A Missouri resident died this week from a brain-eating amoeba infection, possibly picked up when the patient was water-skiing on the Lake of the Ozarks, state health officials said.

The Missouri Department of Health and Senior Services said the patient died in a St. Louis hospital on Tuesday. Officials did not provide the victim’s name or other identifying information.

Missouri health officials said the patient may have gone water-skiing on the Lake of the Ozarks in the days leading to the onset of their sickness.

The amoeba, scientific name Naegleria fowleri, grows in warm freshwater sources such as lakes and gets into the brain through the nose.
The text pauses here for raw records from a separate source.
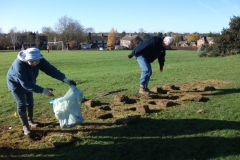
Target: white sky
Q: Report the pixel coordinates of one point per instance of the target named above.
(202, 16)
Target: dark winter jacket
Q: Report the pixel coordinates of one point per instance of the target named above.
(23, 77)
(151, 49)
Once in the brain, the amoeba causes the condition primary amebic meningoencephalitis. Early symptoms include fever, headache, nausea and vomiting, and then the infection progresses to hallucinations, confusion, lack of attention to other people and one’s surroundings, loss of balance and stiff neck, the Centers for Disease Control and Prevention says.

Most patients die within one to 18 days of infection, with most cases ending in a coma and death after five days, the CDC said. Between 1962 and 2024, 167 cases of the infection were reported across the U.S., with four patients surviving.

Missouri health officials recommend that people swimming in warm freshwater keep their heads above the water, keep their noses shut and don’t stir up the sediment where the amoeba lives. Or they should avoid the water when the temperature is high.